Of course, I was initially heartbroken by the absence of language. By the inability to translate the beauty and wonder I had just experienced—much of which I can’t quite remember now, except in abstract shades of feeling and color. I know I met some children, who were me, in there. I know there were some landscapes I traveled while I lay supine and smiling under the care of this beautiful friend. I know that while I was in there I didn’t want to ***.
But realizing that there is an adult version of myself who does, in fact, shut the **** up—and not out of fear of saying the wrong thing, or saying too much, or misspeaking, or harming / angering / confusing anyone, but out of pleasure and joy? That I can access a happiness that can’t be articulated? A peace that can’t be, and doesn’t need to be, described?
That the excess of grief and rage and worry will still be present, spilling over alongside the excess of love and affection and curiosity and wonder, but the spill doesn’t need a rushed explanation, an apology, or even to be pointed out at all?
This is me working all the time to be quiet. To say only what I really feel, no filler. To ask only the questions I have the right to ask (I hope). This is me still curious, still full of feelings and ideas and grievances and gossip and the strange little thoughts passing through my head. But after a summer of saying too much, I think it’s time for a shut-up-Hannah fall. A stillness and a more regular practice of silence. Just smiling, maybe. Or crying or reading or gazing etc. But with closed lips and a journal full of the love letters that never need to be mailed to, or read by, anyone else on earth.
So much of abortion care and reproductive / sexual health care is knowing when to keep one’s mouth shut. We keep so many secrets for patients, they could fill oceans. We offer only the words we think will be useful, at only the moments they can be used. But when it comes to my internal life, I’ve been at once too trusting and too fearful to shut up. So I’m going to experiment with not sharing every feeling immediately.
Thanks, ketamine, for introducing me to a self who behaves differently. What more can we ever ask for, than a mirror and a window?
Covering the exposed nerve that can feel like an identity, at times. That I feel too much, ask for too much, cry too much, laugh too much, say too much, am too much: this has been a long-held core self-belief. And a source of shame and grief in some moments, of stubborn clinging pride in others.
But every book, every piece of writing, every conversation, every relationship holds a different balance.
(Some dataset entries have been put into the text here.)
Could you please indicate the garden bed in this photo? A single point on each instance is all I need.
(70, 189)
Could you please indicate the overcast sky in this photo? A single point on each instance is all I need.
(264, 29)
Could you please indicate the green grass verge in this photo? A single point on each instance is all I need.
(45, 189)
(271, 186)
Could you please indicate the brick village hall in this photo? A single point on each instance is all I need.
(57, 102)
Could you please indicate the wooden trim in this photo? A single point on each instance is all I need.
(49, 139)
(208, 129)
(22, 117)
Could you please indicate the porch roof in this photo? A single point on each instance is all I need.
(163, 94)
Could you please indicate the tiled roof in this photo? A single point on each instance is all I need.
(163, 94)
Who is speaking, and who is quiet? Who is giving and who is taking? Every person is always, at every moment, shifting and evolving and changing. And what we do is who we are, not the other way around.
“Too much” is not who I am but—at times—what I’m doing.
So I’ll publish my essays and poetry and I’ll tweet my silly little tweets (and skeet my silly little BlueSkeets, though with slightly less juice, I fear) and pour my messy heart out here and elsewhere. I’ll try to sell Book No.2 and write new stories, maybe new books! (Please buy them if I do). And I’ll keep reaching out when the still small voice inside of me—whom I hope to be hearing a lot more from, and with whom I promise to be far less bratty, now that Brat Summer really is LONG gone in the darkening rearview mirror) says to reach out.
I’ll remember that what brought me to this was someone else offering to be my scribe. It was complete safety in her company. It was the trust that she would hold my weirdest freakiest ugliest words, that produced a state of being myself who has no need to say any words at all.
And I hope you experience the same.

What new substances or behaviors are you experimenting with? What are you hearing when you quiet your mind down a little bit? What are you writing and making and saying when you’re choosing not to write/make/say everything?